Pergeseran lanskap politik pada Pemilu 2024 mendorong pergeseran minat pemilih terhadap isu-isu politik dan karakteristik kepemimpinan yang diharapkan. Jika selama ini jargon merakyat dan sederhana kerap mewarnai ruang-ruang kampanye, tampaknya generasi muda memiliki diskursus yang berbeda dengan generasi sebelumnya.
Survei yang dilakukan oleh Centre for Strategic and International Studies (CSIS) pada sekitar 1.200 responden yang tersebar di 34 provinsi di Indonesia ini menunjukkan adanya harapan pemilih muda terhadap karakteristik pemimpin jujur dan antikorupsi.
Jujur dan antikorupsi dapat diasumsikan sebagai karakteristik kepemimpinan yang terukur dan dapat dievaluasi melalui indikator-indikator ketercapaian. Berbeda dengan karakter merakyat dan sederhana yang lebih bersifat abstrak dan sulit untuk diketahui ukuran ketercapaiannya.
Merujuk data CSIS, pemilih muda yang tertarik pada karakter calon pemimpin jujur dan antikorupsi berada pada angka 34,8 persen. Sementara itu, ketertarikan pemilih muda pada karakter pemimpin yang merakyat dan sederhana hanya di angka 15,9 persen. Selain itu juga terjadi peningkatan kebutuhan terkait pemimpin yang berpengalaman, yaitu naik dari 8,7 persen pada 2019 menjadi 16,8 persen pada 2022.
Pergeseran tersebut diasumsikan terjadi karena meningkatnya ketertarikan anak muda terhadap isu-isu korupsi dan kebutuhan untuk mengedepankan agenda-agenda pencegahan dan pemberantasan korupsi ke depan.
Selain itu juga terjadi peningkatan kebutuhan terkait pemimpin yang berpengalaman, yaitu naik dari 8,7 persen pada 2019 menjadi 16,8 persen pada 2022.

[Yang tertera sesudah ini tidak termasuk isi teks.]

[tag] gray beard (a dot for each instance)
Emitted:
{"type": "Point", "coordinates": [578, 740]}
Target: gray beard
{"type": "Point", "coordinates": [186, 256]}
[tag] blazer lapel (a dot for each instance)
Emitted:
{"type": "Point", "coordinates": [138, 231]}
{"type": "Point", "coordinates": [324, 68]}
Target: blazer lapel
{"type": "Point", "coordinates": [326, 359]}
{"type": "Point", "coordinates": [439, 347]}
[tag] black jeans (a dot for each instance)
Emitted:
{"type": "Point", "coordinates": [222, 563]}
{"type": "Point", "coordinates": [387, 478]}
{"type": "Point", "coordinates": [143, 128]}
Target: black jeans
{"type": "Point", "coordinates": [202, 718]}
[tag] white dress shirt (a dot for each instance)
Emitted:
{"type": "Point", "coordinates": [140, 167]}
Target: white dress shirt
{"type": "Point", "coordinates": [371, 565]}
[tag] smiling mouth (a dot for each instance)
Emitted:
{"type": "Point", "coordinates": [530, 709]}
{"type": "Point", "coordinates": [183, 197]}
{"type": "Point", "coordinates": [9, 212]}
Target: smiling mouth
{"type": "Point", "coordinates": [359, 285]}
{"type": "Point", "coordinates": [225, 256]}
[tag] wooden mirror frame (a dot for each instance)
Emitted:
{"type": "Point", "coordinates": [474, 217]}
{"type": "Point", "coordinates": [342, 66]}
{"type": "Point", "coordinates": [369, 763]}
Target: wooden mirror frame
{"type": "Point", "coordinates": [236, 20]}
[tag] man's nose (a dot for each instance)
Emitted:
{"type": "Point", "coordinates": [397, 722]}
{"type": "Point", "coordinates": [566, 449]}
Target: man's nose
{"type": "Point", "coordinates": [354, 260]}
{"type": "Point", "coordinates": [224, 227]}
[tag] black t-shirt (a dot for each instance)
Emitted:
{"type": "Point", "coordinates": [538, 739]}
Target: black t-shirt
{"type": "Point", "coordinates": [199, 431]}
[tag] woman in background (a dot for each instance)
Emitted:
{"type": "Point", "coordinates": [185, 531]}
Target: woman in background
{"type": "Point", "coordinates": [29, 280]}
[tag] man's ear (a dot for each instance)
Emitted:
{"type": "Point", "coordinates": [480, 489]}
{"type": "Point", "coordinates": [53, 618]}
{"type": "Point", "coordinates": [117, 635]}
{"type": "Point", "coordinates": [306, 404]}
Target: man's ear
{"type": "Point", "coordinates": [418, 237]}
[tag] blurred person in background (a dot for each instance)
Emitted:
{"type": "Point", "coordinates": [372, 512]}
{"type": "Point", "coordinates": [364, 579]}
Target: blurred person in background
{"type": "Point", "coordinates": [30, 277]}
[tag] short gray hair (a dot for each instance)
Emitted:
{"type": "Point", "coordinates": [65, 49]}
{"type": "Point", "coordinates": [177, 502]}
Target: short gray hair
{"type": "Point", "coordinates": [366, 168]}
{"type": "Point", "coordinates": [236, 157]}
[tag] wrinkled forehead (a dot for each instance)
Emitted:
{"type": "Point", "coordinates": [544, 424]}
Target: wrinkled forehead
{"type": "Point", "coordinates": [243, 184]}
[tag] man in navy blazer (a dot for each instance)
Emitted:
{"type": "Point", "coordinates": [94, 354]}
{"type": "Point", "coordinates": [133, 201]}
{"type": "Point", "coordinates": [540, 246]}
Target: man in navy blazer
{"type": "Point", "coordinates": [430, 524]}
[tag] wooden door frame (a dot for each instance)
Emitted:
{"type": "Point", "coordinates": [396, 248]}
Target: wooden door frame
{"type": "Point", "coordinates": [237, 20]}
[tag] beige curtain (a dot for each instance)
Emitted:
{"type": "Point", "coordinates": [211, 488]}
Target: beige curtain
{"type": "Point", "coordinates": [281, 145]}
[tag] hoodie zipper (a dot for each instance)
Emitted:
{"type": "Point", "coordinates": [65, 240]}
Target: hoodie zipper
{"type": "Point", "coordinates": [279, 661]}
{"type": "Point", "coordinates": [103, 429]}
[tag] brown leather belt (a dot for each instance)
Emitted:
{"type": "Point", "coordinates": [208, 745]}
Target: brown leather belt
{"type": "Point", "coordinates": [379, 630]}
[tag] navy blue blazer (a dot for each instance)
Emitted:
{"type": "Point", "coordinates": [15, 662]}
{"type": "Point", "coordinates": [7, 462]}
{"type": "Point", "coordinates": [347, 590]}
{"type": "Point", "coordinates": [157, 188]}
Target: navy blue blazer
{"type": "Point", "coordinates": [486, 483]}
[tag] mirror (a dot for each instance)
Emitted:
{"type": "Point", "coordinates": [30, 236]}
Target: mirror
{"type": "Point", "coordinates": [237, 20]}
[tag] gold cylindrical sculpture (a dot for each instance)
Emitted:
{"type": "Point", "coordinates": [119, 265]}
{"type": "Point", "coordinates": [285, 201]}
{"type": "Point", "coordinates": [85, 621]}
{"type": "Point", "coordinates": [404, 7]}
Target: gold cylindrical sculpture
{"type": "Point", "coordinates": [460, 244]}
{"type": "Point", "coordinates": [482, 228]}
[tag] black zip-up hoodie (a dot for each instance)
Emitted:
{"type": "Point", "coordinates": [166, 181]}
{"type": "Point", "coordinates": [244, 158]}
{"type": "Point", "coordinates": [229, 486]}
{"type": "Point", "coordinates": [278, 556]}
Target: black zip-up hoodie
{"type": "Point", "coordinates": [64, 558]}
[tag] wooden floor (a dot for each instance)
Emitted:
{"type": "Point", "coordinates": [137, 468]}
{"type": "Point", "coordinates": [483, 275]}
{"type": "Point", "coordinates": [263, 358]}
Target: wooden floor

Survei ini juga merekam sejumlah kompetensi pemimpin yang diharapkan. Lima kompetensi utama yang diinginkan oleh pemilih muda, di antaranya: kemampuan untuk melakukan perubahan (28,7 persen), kemampuan memimpin di saat krisis (21 persen), dan kemampuan membuat kebijakan yang inovatif (14,8 persen), kemampuan mengelola anggaran yang tepat (12,2 persen), serta kemampuan memutuskan kebijakan dengan cepat (7,3 persen).
Pada aspek isu strategis, sebagian besar pemilih muda melihat isu ekonomi dan korupsi masih menjadi isu politik penting yang menarik minat mereka.
Sebanyak 44,4 persen responden menaruh perhatian pada aspek peningkatan kesejahteraan masyarakat. Isu ekonomi lainnya berkait dengan akses terhadap lapangan kerja.
Hal tersebut menjadi penting mengingat sebesar 15,4 persen responden mengaku tidak bekerja saat survei dilakukan. Isu lainnya adalah terkait pemberantasan korupsi sebesar 15,9 persen, demokrasi dan kebebasan sipil (8,8 persen), kesehatan (6,2 persen) dan lingkungan hidup (2,3 persen).
Pemilih Muda dan Partisipasi Politik Dalam Pemilu
Generasi muda kerap kali dipahami sebagai kelompok yang apatis terhadap isu-isu politik. Pandangan ini perlu diuji lebih dalam mengingat bonus demografi yang sedang dialami Indonesia diakui atau tidak akan turut memberi warna dalam dunia politik nasional. Survei CSIS menemukan adanya harapan untuk bisa mendorong keterlibatan aktif generasi muda dalam aktivitas politik beberapa tahun ke depan.
Temuan tersebut mencatat setidaknya dua gambaran utama. Pertama, dalam kadar yang paling minimal, partisipasi pemilih muda tergolong tinggi dalam pemilihan umum. Kedua, terdapat sekelompok generasi muda yang memiliki tingkat ketertarikan tinggi dalam politik dan memerlukan akomodasi partai politik untuk bisa terlibat lebih jauh.
Dalam bentuk partisipasi yang paling sederhana melalui kotak suara, angka partisipasi pemilih dari responden pemilih muda dalam survei tersebut menunjukkan angka yang relatif tinggi. Sebanyak 85,9 persen mengaku ikut serta memilih dalam pemilu 2014.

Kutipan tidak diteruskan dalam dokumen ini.